REMEMBER DATE ("Lift", rec. 1994. Hans Feigenwinter, p, Andrew Goegan, e-b, Andreas Lüscher, dr. GAP-CD).

CW: (Lacht…) Kommt mir sehr bekannt vor…, ist's der Hans? Ich kenne ihn natürlich gut, deshalb musste ich gleich am Anfang lachen. Der Hans ist ein ausgezeichneter Pianist, ich steh' sehr auf ihn, er phrasiert wahnsinnig toll, schätze ihn sehr, ist einer meiner Lieblingspianisten.


RITA MARCOTULLI / PALLE DANIELSSON / BOB MOSES:

ECCESSO ("Live vom Jazz Festival Willisau 1996". Rita Marcotulli, p, Palle Danielsson, b, Bob Moses, dr. Radio DRS-Live-Aufnahme).

CW: Wenn mein italienischer Eindruck stimmt, könnte das Rita Marcotulli sein. Hat einen sehr schönen Piano-Sound, ist jemand, der das auch bewusst pflegt, an dem schafft; sie bringt viel Farben ins Spiel, hat eine persönliche Sprache, ein breites Spektrum von Freiem bis zu Standards, gefällt mir sehr. Am Bass Palle Daniellson ?


IRÈNE SCHWEIZER / KATHARINA WEBER:

DUO ("TonArt 1996", Bern. Auszug. SR DRS-Live-Aufnahme.

CW: Bei diesem Ausschnitt sind beide Pianisten schon sehr drin, kein Einstieg, kein Suchen mehr. Starke Sache, könnte die Irène sein. Sie ist für mich eine unglaublich tolle Pianistin - sehr vielseitig.


VÉRONIQUE PILLER TRIO:

GLOUPS ("Gloups", rec. 1995. Véronique Piller, p, Anatina Escher, b, Matthias von Imhoff, dr. Hélix-CD).
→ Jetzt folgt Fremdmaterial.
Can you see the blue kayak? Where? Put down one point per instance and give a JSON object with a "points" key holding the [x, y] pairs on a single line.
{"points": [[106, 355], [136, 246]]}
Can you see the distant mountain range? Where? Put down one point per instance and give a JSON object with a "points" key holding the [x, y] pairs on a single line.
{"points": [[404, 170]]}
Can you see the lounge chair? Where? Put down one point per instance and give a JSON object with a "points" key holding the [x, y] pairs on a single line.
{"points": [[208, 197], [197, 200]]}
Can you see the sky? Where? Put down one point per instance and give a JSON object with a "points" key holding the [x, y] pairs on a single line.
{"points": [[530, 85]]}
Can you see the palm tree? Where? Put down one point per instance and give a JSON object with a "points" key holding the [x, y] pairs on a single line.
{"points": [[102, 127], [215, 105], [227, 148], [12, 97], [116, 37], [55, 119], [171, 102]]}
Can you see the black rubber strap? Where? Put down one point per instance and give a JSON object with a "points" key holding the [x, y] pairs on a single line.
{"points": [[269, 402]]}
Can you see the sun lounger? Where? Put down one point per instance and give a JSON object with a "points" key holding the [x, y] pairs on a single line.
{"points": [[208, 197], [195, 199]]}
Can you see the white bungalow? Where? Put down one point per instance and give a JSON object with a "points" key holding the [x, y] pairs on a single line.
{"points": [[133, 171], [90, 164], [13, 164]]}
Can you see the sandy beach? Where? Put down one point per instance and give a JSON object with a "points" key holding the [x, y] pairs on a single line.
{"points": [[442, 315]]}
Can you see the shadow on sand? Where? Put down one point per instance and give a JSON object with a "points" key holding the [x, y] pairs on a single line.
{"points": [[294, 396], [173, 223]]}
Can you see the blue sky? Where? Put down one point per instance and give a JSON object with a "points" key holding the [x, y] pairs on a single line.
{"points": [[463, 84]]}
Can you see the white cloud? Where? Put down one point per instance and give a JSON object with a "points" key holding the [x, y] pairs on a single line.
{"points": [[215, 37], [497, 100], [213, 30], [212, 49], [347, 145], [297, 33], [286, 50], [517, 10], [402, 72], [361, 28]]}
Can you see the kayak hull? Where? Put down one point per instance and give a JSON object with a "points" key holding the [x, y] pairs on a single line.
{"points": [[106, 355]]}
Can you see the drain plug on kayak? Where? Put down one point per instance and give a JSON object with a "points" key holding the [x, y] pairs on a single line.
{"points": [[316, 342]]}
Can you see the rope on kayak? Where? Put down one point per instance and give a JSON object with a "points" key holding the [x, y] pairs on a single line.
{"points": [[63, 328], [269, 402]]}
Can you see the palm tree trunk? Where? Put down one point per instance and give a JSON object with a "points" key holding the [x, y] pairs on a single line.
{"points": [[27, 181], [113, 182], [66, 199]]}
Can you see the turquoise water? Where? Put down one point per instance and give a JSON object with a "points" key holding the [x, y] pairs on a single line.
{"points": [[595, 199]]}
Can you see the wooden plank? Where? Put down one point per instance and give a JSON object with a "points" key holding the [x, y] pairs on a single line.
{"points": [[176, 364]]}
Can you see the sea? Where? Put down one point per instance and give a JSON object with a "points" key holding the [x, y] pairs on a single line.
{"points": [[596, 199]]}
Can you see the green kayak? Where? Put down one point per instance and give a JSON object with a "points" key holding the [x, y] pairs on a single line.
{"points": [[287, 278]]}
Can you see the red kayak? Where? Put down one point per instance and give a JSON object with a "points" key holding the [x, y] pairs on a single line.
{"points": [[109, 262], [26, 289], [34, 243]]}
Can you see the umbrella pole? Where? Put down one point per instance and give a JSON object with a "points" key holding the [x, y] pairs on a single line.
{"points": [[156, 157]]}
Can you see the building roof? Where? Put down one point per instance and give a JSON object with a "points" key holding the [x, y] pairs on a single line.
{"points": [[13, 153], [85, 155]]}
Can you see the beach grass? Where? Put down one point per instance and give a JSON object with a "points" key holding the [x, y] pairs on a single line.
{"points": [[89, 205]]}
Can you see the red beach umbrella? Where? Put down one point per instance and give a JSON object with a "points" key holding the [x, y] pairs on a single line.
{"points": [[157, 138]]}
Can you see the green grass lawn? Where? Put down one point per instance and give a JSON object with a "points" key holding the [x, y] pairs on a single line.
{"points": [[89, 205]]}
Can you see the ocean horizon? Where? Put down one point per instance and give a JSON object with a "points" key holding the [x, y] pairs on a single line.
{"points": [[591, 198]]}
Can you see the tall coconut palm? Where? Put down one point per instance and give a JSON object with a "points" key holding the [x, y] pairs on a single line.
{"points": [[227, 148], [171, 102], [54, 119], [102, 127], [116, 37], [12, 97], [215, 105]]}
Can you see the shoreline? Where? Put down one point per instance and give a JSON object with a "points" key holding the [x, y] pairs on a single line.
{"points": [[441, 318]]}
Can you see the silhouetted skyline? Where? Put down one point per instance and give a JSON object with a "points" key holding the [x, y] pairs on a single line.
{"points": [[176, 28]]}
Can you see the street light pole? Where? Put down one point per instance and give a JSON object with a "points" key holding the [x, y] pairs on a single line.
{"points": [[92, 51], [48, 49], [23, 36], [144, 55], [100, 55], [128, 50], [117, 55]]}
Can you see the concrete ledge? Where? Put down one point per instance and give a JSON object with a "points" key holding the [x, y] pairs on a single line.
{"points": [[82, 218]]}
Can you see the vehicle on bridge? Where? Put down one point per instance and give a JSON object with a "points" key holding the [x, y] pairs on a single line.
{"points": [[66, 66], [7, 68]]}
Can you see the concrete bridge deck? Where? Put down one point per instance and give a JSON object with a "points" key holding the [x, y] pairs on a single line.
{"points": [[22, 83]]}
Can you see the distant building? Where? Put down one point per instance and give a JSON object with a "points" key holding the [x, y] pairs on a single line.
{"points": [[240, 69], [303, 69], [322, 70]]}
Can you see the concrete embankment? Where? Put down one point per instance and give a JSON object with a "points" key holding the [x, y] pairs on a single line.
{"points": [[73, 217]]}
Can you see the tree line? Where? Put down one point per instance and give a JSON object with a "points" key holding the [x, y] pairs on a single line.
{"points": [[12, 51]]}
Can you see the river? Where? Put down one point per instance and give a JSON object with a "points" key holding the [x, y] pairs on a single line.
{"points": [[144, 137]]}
CW: Tolles Trio, spielen sehr gut zusammen, eine Gruppe, die viel probt, übt, schafft; tönt europäisch. Habe das Trio wahrscheinlich schon gehört, eine Frau am Piano? Ist aber nicht die Véronique Piller? Doch? Man merkt natürlich die klassische Ausbildung, den kultivierten Anschlag - hat etwas von Corea …


GONZALO RUBALCABA:

WELL YOU NEEDN'T ("Discovery", rec. 1990. Gonzalo Rubalcaba, p, Charlie Haden, b, Paul Motian, dr. Blue Note-CD).

CW: Monks "Well you needn't". Hat einen sehr guten Anschlag, Superphrasierung, wahnsinnig, sehr gutes Timing, phantastisch, technisch hervorragend. Das ist Gonzalo Rubalcaba, am Schlagzeug Paul Motian. Ich wage die Behauptung, im Jazzbereich gibt es keinen technisch und virtuos besseren Pianisten als ihn. Kubanisches Temperament! Kann technisch mit einem Jarrett oder Corea mithalten.

 

Chris, herzlichen Dank fürs Mitmachen.